Na verdade, muitos de nós não fomos preparados para lidar com a nossa mente e com a das pessoas que nos rodeiam. Não a conhecemos nem sabemos lidar com ela, demasiadas vezes. Na minha carreira, tenho reparado que muitas pessoas têm diversas ideias contraproducentes para a sua Saúde Mental. Muitas dessas ideias foram passadas de geração em geração assim como os seus efeitos negativos perpetuados. Por exemplo, que não devemos sentir ou mostrar tristeza; que tristeza é depressão; que devemos sempre mostrar alegria e um sorriso nos lábios (mesmo quando não o sentimos realmente); que a depressão só acontece a quem tem tempo disponível ou é fraco (até mesmo o suicídio);  ou que a medicação resolve todas as dificuldades psicológicas. No fundo, falo de falta de informação e da necessidade premente de “psicoeducarmos as pessoas e organizações”. Isto é, muito do nosso trabalho é ajudar as pessoas a perceberem como funcionam e porquê, a processar emocionalmente a sua vida nas suas diversas dimensões, a ampliar a sua consciência sobre a forma como se relacionam consigo e com os outros, a desenvolver processos de aceitação que abrem espaço para a mudança, a abrir mão do que não podem alterar, a implementarem estratégias práticas que as ajudem momento a momento. A serem mais flexíveis e plenas.

Se temos um problema físico procuramos solução para a sua origem e para os seus sintomas. Quando falamos do sofrimento psicológico, ele é bem menos visível. Pode envolver-nos de tal modo que, silenciosamente, nos vai retirando o prazer pela vida. A esta vida. Existem diversos tipos de Depressão estudados, com critérios de diagnóstico específicos e práticas psicoterapêuticas validadas que lhes dão resposta e existem casos onde a psicofarmacologia é um complemento importante à psicoterapia. Para além de precisarmos de intervir sobre as "problemáticas psicológicas" quando já estão instaladas, precisamos de promover a Saúde Mental e apostar na prevenção. A Saúde Mental começa no período intra-uterino e é uma necessidade básica que devemos alimentar toda a nossa vida. 

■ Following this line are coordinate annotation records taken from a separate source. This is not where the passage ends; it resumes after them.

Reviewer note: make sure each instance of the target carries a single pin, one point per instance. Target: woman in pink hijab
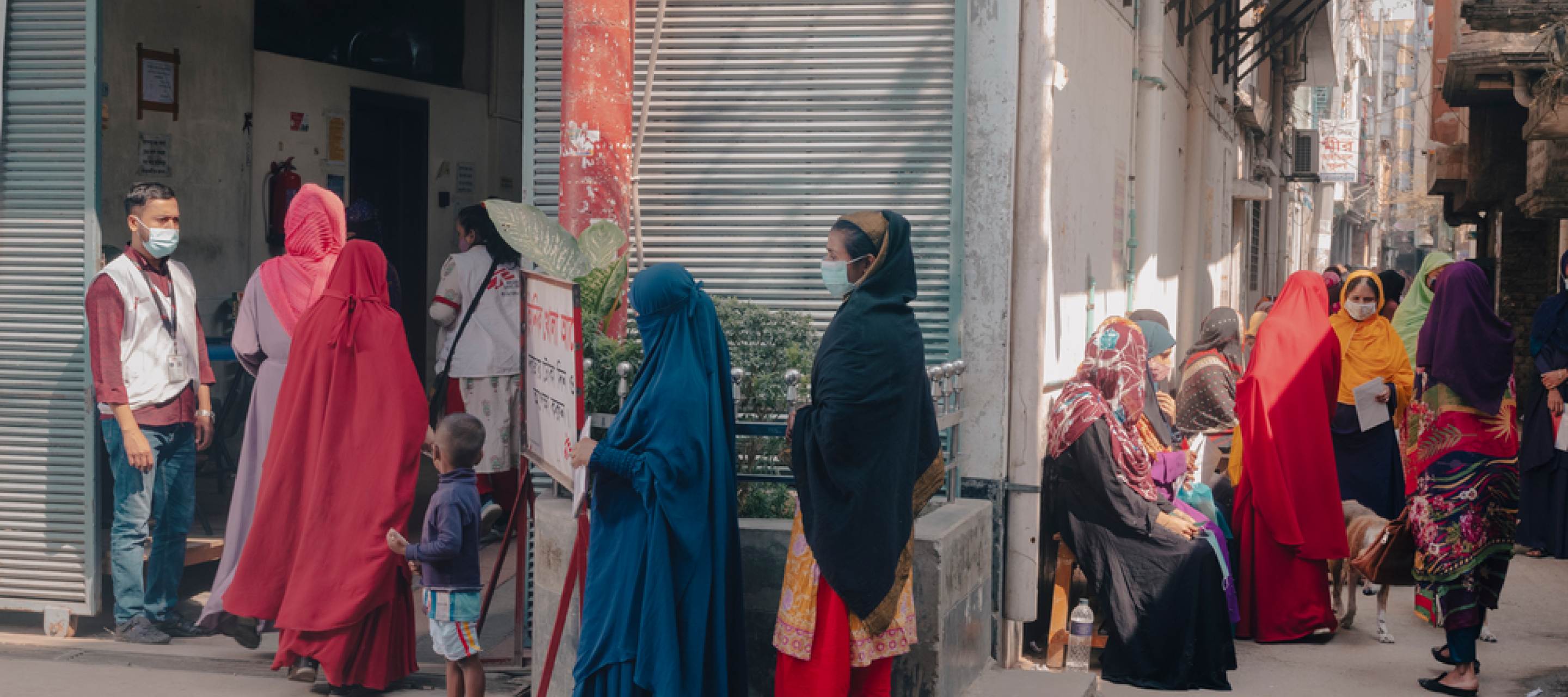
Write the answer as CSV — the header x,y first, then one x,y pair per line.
x,y
273,302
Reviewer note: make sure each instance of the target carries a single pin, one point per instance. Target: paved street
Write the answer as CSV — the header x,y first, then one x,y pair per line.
x,y
1533,652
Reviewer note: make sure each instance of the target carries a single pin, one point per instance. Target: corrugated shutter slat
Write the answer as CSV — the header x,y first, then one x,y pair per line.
x,y
769,120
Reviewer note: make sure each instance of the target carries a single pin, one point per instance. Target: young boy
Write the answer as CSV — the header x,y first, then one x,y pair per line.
x,y
449,556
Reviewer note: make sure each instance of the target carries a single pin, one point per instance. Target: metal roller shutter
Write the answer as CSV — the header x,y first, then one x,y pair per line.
x,y
770,118
49,547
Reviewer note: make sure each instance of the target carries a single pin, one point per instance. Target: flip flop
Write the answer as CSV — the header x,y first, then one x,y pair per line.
x,y
1435,685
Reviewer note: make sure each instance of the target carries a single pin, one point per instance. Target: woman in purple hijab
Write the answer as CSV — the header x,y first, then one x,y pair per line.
x,y
1465,449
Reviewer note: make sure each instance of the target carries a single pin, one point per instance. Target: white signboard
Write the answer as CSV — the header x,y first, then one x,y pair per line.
x,y
1338,150
553,372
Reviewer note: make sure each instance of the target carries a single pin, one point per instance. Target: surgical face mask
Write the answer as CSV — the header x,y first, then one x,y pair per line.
x,y
1161,369
836,275
1360,311
161,241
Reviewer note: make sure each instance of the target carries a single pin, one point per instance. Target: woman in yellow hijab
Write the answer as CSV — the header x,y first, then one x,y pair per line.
x,y
1371,352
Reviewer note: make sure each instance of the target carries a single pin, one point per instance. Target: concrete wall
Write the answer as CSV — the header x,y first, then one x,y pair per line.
x,y
952,598
209,150
988,231
458,132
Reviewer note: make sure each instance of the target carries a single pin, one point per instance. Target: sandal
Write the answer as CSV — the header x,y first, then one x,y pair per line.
x,y
1435,685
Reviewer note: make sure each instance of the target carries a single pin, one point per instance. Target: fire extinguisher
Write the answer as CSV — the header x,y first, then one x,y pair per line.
x,y
281,184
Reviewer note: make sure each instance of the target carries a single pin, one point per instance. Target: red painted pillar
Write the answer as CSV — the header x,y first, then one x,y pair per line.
x,y
596,120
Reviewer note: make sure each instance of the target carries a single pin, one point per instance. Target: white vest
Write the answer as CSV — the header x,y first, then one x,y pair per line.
x,y
145,346
493,343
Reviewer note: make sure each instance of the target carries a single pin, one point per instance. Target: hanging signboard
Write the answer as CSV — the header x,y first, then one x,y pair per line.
x,y
553,372
1339,150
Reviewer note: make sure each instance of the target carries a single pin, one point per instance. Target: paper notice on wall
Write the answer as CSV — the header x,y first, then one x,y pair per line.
x,y
154,156
336,139
157,81
551,374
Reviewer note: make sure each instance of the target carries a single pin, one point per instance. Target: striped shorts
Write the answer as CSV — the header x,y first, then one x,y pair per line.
x,y
455,641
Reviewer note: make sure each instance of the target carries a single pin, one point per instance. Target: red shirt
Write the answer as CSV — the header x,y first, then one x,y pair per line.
x,y
107,321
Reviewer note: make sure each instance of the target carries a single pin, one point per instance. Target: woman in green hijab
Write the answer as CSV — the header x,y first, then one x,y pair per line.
x,y
1413,311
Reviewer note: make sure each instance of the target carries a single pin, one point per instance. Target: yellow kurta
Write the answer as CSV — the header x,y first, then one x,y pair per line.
x,y
797,621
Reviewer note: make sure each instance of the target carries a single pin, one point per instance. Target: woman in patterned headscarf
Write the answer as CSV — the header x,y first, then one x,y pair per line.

Agora é tempo, de uma vez por todas, de entendermos que se sentimos algo é por alguma razão. Que os sintomas são mensagens da nossa mente que precisam de ser respeitadas e, diria, acarinhadas. Que as emoções que os causam são manifestações válidas e humanas, dando-nos pistas fundamentais sobre o preenchimento ou não das nossas necessidades psicológicas vitais e, consequentemente, do nosso nível de bem-estar. É preciso descobrir porque algo na nossa vida nos perturba tanto, onde estão as nossas feridas, com quem sofremos e com quem aprendemos. O mundo psicológico é imenso mas, de forma simplificada, a forma como nos vemos resulta muito das nossas relações e eventos significativos, que fazem parte da nossa história e que interagem com a nossa herança biológica. É preciso ter coragem, deixar ir a vergonha, pedir ajuda profissional e abrir espaço para que nos permitamos ser quem somos, aqui e agora. Custe o que custar, é um ganho que ficará para sempre.

Mais do que termos, é preciso sermos. Mais de que parecermos, é preciso sermos. Não me refiro a uma passividade resignada que não abre espaço para a melhoria. Refiro-me, sim, ao desenvolvimento de uma postura activa de aceitação de quem real e profundamente somos. O que é “sermos perfeitos”? Olho para a palavra perfeição como uma das que mais contribui para o sofrimento psicológico. Somos imperfeitos, temos aspetos positivos, outros negativos e outros ainda neutros. Todos. Cabe, também, a todos, psicólogos ou não, contribuirmos para uma nova mentalidade. Para uma nova Saúde Mental.

Um momento de homenagem a Pedro Lima.